Personal information
- Date of birth: 20 March 1956 (age 70)
- Place of birth: Pakistan
- Position: Right winger

Senior career*
- Years: Team / Apps / (Gls)
- Pakistan Railways

International career
- 1981–??: Pakistan

Managerial career
- 2007: Pakistan U23
- 2008–2018: Pakistan Railways
- 2018: Pakistan women U17
- 2018–: Muslim Hands

= Muhammad Rasheed =

Pakistani former footballer and manager

Muhammad Rasheed, alternatively spelled Muhammad Rashid, is a Pakistani former footballer who played as a right winger, and manager. A regular starter during his playing days, Rasheed is among the major players of the Pakistan national football team in the 1980s.

== Club career ==
Rasheed represented departmental side Pakistan Railways at the National Football Championship. He won the 1984 edition with the side, scoring the lone goal for Railways in the final against WAPDA.

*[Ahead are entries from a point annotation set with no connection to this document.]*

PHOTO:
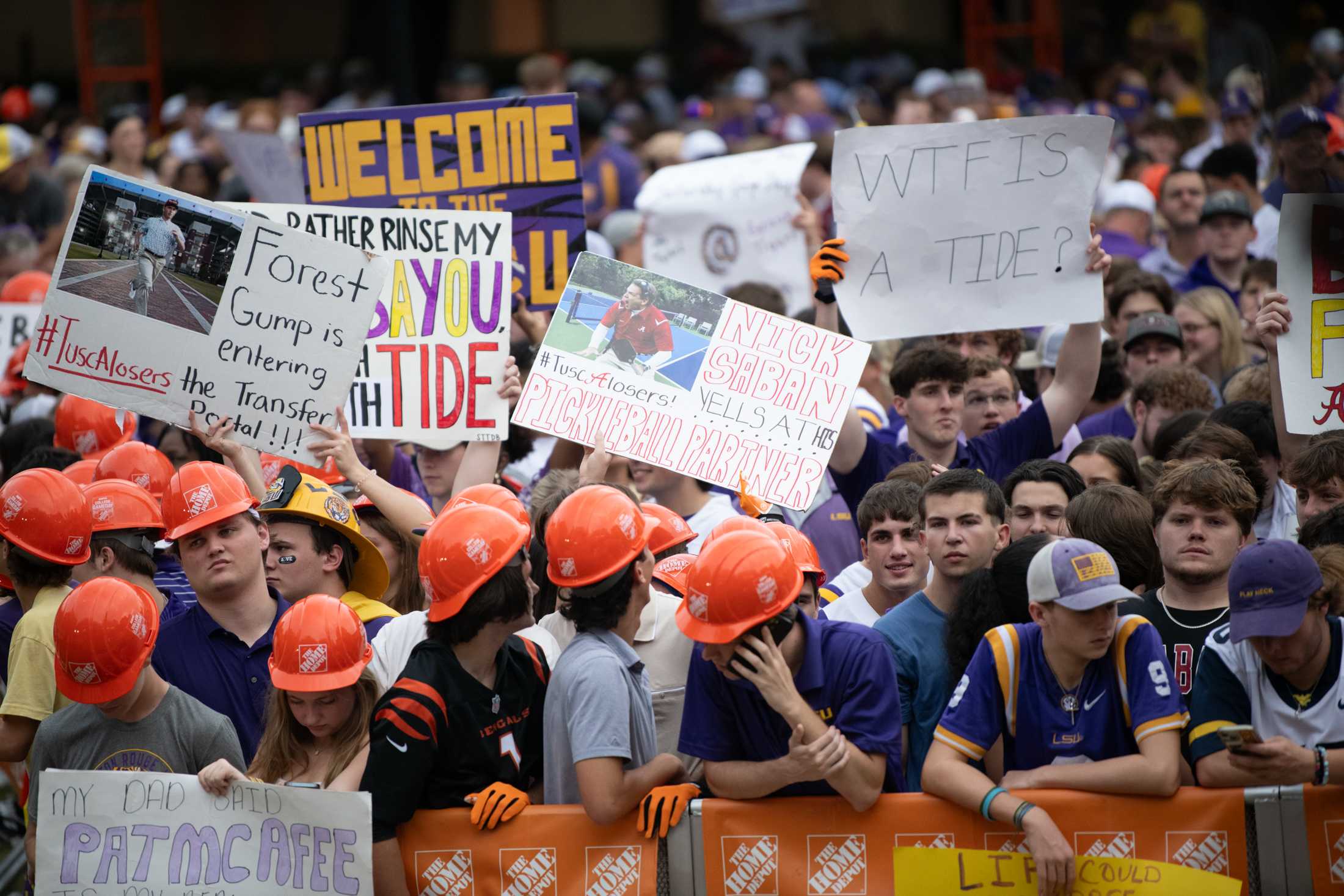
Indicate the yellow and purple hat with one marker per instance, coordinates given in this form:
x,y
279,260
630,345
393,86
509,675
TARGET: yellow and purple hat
x,y
1077,574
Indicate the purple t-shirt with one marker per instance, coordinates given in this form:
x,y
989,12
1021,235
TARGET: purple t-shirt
x,y
847,677
995,453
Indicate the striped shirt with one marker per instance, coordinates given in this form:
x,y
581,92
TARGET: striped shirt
x,y
159,237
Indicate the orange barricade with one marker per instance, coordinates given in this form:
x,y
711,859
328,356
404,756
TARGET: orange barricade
x,y
1324,807
814,847
547,851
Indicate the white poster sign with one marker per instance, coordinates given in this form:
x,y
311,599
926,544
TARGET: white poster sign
x,y
136,833
968,226
434,356
164,312
721,222
266,164
1311,274
693,382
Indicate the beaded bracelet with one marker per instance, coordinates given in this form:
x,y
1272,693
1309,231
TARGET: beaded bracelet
x,y
1022,810
990,798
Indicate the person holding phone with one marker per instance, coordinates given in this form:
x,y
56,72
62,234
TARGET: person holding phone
x,y
778,704
1276,667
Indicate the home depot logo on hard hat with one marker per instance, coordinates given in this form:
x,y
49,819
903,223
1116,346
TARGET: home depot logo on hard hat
x,y
445,873
612,871
1202,850
199,500
767,589
103,509
86,442
478,551
527,872
312,657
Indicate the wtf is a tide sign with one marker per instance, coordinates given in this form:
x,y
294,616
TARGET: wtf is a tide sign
x,y
982,222
436,349
1311,355
515,155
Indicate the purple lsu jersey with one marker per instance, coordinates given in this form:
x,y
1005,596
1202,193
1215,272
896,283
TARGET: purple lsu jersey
x,y
1009,690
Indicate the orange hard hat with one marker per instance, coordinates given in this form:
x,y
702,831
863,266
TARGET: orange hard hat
x,y
29,286
319,645
46,515
81,472
737,583
671,571
90,429
137,462
593,535
104,633
14,381
273,464
496,496
203,494
736,524
117,504
800,546
671,531
462,548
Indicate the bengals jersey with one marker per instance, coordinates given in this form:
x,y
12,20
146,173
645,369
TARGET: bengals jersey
x,y
1009,690
439,734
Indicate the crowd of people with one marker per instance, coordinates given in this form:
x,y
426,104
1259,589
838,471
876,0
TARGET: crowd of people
x,y
1084,556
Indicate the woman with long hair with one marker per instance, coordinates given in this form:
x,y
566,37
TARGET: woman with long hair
x,y
318,718
1213,332
996,596
1106,459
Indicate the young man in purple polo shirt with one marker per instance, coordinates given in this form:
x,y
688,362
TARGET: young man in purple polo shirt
x,y
776,703
219,649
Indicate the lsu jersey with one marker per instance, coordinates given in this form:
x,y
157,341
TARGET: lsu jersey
x,y
439,734
1233,687
1010,691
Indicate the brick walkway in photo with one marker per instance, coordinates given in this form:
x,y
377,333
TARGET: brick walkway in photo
x,y
108,281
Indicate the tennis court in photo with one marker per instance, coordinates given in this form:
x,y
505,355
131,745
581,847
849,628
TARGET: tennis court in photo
x,y
581,311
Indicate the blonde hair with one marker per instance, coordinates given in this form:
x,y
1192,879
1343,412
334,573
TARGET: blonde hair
x,y
1217,307
283,754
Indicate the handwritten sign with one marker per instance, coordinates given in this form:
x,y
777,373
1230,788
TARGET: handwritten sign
x,y
434,356
964,226
132,832
691,382
1311,355
243,318
525,159
1013,873
266,166
720,222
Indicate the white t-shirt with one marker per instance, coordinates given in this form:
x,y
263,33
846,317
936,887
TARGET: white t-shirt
x,y
394,643
715,511
851,608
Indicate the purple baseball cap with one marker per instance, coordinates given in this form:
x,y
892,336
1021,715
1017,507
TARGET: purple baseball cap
x,y
1268,589
1077,574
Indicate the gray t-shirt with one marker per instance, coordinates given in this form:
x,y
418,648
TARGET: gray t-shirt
x,y
597,704
180,737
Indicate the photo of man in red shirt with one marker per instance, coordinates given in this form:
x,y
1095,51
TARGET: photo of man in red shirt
x,y
634,327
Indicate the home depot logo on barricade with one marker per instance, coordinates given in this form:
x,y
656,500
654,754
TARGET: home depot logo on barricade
x,y
1109,844
527,872
612,871
1006,843
751,865
928,841
838,865
1202,850
1335,850
445,872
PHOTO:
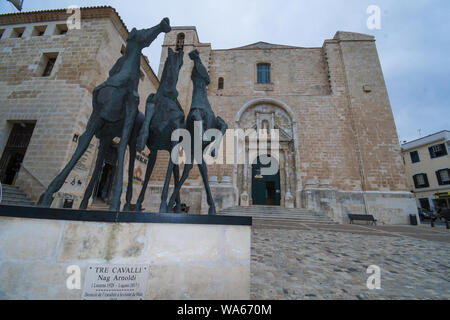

== International career ==
Rasheed served as a regular starter at the Pakistan national football team during the 1980s, making his debut at the 1981 King's Cup in Thailand. The next year he played at the 1982 Quaid-e-Azam International Tournament. He also played at the 1984 AFC Asian Cup qualification.

== Coaching career ==
In 2005, Rasheed served as member of the supervision staff for the Pakistan national team.

In 2007, he served as head coach of the Pakistan under-23 team for the 2008 Summer Olympics Asian qualifiers, previously serving as assistant coach under Salman Sharida.

Following the relegation of Pakistan Railways at the top-tier 2007–08 Pakistan Premier League under head coach Chaudhry Muhammad Asghar, Rasheed was appointed as the successor for the post. He retired from the Pakistan Railways department in 2018. The same year he served as head coach of the Pakistan women's national under-17 football team.

He later started coaching the Muslim Hands Street Children Football Team, the football section of Nottingham-based Non-governmental organization Muslim Hands. He also coached the side at the 2023–24 PFF National Challenge Cup.